Even more controversial was his ultimately successful campaign to have the death penalty revoked, again asserting his authority as a military man. He’d insisted that, except in times of war, the state had no business killing people, much less its own, especially since the state outlawed the practice in the first place.

But those initiatives were mere warm-up exercises compared with the sweeping “Reformation” (as he called it) the General would usher in, centered on wresting power from the prying preachers and the less than scrupulous lawyers and establishing the new regime.

And while these controversial moves had the ultimate effect of making the island nation a safer, more livable place for all, they had the immediate effect of making it a more dangerous place for the General. Suffice it to say, he made a lot of enemies along the way. And as events played out, the controversial handgun controls did nothing to stop one disgruntled and vengeful lawyer from using a hunting rifle to assault and mortally wound the General as he sat sipping a mint julep (with Vincent, his consort, seated beside him) on the veranda of the Taj Mahal discothèque, the assassin’s erstwhile palatial home.

Vincent took a deep breath and exhaled. How vividly those memories lingered. It was little wonder that Vincent shied away from controversy himself—most especially in public—although he didn’t appreciate being called a “wuss.” That pissed him off royally. It wasn’t as if Vincent had backed off from the General’s reforms—absolutely not. It’s just that Vincent wasn’t nearly as vocal (to put it nicely) as the General had been. He didn’t have a bunch of enemies.

No, Vincent really needn’t fear being assassinated. He had protection anyway—the General hadn’t—so why worry. He took a slow sip of vodka and closed his eyes.

The General’s assassin, Clay Pidgin, had been found guilty of aggravated regicide and sentenced to life in prison without parole. Pidgin was presently residing in the federal penal institution, open to the public and one of the island’s most popular tourist attractions. And the now aged and decrepit Pidgin was presently its main draw.

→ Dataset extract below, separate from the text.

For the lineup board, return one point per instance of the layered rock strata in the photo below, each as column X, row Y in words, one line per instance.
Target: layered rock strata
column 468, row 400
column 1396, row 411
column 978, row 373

On his deathbed up in the castle, the General expressed no regrets. Vincent had been right there beside him—it had been their bed, after all. The General said he was proud of helping to establish the gay nation and “banishing the preachers,” and of turning the sleepy little island resort into a world-class amusement park. He said that, once he’d decided he had to be true to himself, he’d always enjoyed being “out” in public with the people; that he was sure that Vincent, so long as he remained true to his own self and his role as king (warning that it would no doubt be a challenge), would make an excellent successor; that he was old anyway; and, lastly, that he loved Vincent with all his heart. And with that said, he heaved a big sigh and peacefully passed on.

Vincent wiped a tear from his eye and looked around the bar. So he’d been spotted. So what! Yeah, he’d had a couple of drinks; he was feeling no pain. He’d come right out and announce who he was and buy the whole bar a round.